# Erzeugen von Random - Daten in Excel



## NumeroUno (7. September 2007)

Hallo,

ich habe eine wichtige Frage. 

Und zwar habe ich ein Excel - Sheet mit 276 Zeilen. Desweitern habe ich
10 verschiedene Texte. Nun möchte ich im Random - Verfahren diese 
10 Texte jeweils in die einzelnen Zellen pro Zeile einfügen. D.h., dass in
jeder Zeile pro Zelle ein anderer der 10 Texte steht. Wenn der 10. Text erreicht
ist, soll er am Besten auch wieder im Random Verfahren einfügen, also
nicht wieder bei 1 anfangen. Wobei dass auch nicht so schlimm wäre.
Ich hoffe, ihr versteht was ich meine.

Gibt es da eine Möglichkeit in Excel ? Ich wäre euch sehr sehr dankbar,
denn es ist für meine Arbeit und extrem dringend.

Vielen Dank für eure Hilfe.

NumeroUno


----------



## larryson (13. September 2007)

Hi, muss es unbedingt ein Zufallstext sein?

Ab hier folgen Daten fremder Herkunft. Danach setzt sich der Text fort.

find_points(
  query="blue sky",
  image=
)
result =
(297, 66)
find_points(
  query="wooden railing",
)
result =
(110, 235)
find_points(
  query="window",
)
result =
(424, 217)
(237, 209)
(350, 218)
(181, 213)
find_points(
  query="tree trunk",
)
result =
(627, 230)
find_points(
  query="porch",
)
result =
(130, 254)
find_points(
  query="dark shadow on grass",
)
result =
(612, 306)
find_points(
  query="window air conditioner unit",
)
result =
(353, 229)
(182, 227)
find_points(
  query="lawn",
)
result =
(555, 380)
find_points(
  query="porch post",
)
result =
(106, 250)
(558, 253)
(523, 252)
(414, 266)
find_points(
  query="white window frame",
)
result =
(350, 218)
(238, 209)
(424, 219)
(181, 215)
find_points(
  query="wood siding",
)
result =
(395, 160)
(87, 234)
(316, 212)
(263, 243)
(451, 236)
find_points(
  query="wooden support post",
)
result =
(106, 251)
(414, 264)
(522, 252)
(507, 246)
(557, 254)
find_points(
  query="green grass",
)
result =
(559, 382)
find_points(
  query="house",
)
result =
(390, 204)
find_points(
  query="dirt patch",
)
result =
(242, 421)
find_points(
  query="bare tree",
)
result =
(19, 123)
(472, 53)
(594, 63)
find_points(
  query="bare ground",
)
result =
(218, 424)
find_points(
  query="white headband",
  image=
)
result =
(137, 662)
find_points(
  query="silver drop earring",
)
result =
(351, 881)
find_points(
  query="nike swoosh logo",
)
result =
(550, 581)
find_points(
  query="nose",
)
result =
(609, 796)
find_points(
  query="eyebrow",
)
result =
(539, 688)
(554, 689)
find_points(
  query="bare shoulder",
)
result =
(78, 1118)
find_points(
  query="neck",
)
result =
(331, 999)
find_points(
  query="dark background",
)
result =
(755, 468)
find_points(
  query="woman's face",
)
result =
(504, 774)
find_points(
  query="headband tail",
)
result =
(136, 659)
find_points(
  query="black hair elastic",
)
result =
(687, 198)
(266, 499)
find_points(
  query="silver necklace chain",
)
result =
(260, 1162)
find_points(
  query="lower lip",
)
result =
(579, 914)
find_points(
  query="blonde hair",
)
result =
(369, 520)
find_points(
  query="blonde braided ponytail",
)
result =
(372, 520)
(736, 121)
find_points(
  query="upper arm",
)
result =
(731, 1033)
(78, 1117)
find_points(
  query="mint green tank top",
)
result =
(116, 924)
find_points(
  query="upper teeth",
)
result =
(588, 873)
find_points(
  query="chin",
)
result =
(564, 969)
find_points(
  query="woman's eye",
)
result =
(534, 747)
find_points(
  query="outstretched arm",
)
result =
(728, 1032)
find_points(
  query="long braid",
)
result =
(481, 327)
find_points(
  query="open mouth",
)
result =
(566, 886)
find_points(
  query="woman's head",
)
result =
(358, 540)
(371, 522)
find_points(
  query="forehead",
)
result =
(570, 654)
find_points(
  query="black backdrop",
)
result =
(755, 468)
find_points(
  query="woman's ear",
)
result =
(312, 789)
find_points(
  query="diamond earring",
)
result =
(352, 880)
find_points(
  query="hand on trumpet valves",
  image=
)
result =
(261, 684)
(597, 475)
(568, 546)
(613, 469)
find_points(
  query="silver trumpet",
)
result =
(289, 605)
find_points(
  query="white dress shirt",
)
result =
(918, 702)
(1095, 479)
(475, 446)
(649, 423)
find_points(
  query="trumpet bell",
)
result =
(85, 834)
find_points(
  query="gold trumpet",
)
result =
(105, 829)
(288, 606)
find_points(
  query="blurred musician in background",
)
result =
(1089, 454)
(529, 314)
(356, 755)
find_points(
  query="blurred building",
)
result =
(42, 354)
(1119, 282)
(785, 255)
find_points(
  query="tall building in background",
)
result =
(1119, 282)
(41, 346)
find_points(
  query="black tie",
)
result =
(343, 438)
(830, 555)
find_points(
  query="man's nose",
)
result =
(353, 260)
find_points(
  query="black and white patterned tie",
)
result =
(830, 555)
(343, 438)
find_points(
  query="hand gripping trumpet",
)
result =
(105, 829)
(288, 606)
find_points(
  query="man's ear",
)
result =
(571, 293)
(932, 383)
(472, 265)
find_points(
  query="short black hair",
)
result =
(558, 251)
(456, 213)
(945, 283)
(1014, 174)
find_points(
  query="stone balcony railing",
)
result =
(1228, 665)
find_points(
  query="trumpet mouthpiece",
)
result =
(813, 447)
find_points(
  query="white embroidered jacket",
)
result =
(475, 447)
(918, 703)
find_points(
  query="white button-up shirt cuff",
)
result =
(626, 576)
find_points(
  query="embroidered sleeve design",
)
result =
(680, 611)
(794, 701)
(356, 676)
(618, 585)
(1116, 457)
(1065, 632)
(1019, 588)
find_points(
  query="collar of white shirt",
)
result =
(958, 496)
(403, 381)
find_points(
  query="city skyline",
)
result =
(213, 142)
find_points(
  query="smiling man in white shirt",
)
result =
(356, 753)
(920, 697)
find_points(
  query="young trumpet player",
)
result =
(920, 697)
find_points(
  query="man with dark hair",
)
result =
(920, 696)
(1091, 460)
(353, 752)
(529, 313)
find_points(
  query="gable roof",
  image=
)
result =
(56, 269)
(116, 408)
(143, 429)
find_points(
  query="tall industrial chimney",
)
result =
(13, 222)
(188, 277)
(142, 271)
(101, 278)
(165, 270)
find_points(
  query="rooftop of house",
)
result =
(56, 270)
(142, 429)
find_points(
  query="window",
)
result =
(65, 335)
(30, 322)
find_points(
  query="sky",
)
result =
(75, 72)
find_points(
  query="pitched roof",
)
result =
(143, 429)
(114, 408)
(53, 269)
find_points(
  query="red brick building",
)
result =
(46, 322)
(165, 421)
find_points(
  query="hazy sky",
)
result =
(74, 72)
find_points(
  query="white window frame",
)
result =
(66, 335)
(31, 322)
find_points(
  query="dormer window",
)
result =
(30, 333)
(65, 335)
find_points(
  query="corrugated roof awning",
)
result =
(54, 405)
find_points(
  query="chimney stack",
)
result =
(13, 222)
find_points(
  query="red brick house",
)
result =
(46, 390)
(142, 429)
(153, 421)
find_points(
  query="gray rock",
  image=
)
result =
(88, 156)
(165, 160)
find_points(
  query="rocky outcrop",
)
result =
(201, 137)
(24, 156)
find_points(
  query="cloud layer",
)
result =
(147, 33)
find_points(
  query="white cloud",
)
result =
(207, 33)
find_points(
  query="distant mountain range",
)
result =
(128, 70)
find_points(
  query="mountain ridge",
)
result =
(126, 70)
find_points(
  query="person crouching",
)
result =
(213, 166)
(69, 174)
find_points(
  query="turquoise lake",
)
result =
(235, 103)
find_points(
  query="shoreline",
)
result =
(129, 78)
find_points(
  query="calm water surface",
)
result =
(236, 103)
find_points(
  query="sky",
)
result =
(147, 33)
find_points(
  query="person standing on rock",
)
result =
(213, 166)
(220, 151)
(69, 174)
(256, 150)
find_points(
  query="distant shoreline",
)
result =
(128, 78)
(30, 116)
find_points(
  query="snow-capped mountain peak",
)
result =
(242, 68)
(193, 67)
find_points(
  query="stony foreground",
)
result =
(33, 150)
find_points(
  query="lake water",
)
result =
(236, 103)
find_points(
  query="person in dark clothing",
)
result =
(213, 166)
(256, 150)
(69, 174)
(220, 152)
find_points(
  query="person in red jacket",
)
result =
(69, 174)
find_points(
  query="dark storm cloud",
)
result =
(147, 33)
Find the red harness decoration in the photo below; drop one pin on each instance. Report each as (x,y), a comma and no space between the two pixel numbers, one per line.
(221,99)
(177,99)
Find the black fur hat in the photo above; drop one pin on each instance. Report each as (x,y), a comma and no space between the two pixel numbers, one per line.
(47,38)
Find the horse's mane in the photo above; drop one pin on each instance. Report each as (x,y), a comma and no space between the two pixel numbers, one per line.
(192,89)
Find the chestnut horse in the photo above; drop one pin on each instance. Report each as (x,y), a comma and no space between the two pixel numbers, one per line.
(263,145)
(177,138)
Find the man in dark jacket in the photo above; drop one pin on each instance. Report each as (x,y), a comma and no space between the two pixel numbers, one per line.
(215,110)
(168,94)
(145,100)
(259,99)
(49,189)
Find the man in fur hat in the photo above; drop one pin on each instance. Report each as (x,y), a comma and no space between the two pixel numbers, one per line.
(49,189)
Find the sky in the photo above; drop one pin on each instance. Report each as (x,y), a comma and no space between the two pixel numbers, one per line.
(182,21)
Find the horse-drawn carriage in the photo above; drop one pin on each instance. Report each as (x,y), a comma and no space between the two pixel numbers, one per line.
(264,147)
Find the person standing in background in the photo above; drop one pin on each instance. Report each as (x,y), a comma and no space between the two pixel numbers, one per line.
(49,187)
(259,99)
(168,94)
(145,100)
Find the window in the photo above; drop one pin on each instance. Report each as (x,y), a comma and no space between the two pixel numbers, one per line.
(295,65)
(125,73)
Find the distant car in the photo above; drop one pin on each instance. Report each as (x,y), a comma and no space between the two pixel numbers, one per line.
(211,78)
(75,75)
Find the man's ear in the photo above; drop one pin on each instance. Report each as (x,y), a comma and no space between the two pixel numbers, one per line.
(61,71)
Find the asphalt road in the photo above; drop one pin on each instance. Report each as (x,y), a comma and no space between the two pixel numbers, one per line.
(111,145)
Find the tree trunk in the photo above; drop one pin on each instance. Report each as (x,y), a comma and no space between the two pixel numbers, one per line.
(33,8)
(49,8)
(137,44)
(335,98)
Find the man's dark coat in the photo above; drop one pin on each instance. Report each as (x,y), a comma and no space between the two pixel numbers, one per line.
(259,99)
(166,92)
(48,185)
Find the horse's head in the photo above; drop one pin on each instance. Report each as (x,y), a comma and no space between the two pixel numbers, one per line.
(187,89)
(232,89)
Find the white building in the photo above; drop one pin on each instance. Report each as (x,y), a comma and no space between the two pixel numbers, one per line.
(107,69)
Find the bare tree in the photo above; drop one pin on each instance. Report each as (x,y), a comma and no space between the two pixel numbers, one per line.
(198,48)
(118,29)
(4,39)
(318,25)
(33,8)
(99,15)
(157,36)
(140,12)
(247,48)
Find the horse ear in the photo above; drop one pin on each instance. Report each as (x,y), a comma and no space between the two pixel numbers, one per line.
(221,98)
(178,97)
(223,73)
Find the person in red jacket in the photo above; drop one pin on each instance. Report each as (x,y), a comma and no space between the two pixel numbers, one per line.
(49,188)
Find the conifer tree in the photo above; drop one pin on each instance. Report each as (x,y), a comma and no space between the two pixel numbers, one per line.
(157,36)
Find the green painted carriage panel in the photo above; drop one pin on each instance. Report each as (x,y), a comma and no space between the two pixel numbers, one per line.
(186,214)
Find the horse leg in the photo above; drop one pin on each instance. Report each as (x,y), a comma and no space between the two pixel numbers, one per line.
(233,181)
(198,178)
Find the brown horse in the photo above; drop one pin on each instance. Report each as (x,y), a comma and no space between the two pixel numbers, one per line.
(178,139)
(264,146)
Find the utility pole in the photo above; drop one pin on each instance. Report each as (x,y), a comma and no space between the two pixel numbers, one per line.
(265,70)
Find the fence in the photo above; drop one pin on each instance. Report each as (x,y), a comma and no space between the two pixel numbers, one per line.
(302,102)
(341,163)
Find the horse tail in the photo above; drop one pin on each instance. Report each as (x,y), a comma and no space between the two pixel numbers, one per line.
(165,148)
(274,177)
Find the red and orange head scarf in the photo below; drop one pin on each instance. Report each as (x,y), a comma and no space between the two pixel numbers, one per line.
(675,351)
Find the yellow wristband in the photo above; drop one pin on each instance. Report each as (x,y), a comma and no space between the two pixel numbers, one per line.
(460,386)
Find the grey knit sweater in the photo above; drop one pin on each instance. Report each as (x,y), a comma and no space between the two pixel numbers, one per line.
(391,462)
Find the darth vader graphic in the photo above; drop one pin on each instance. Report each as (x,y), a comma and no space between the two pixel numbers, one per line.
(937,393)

Was wäre z.B. wenn Text1 in der ersten 10 Gruppe an Platz eins, steht, in der zweiten Gruppe auf Platz 2, in der dritten auf Platz 3 (also immer 11 Zeilen tiefer?) Wäre das noch akzeptabel? (auf jeden Fall leichter Programierbar!)


----------



## NumeroUno (13. September 2007)

Hallo Larryson,

endlich mal eine Antwort. Schon dafür vielen Dank. Hmm. Ich denke, wenn der Text in der ersten 10. Gruppe an Platz 1 steht und in der nächsten 10. Gruppe an Platz 2, sollte es reichen. Es sind keine Zufalstexte. Es sind 10 feste Texte, die ich auf diese Art einfügen möchte.

Ginge das, vom Programmieraufwand her ?

Viele Grüße

NumeroUno


----------



## larryson (13. September 2007)

Ich seh mal was ich tun kann, ich melde mich spätestens morgen


----------



## computerfee (13. September 2007)

Hallo,

folgender Code sollte dir helfen.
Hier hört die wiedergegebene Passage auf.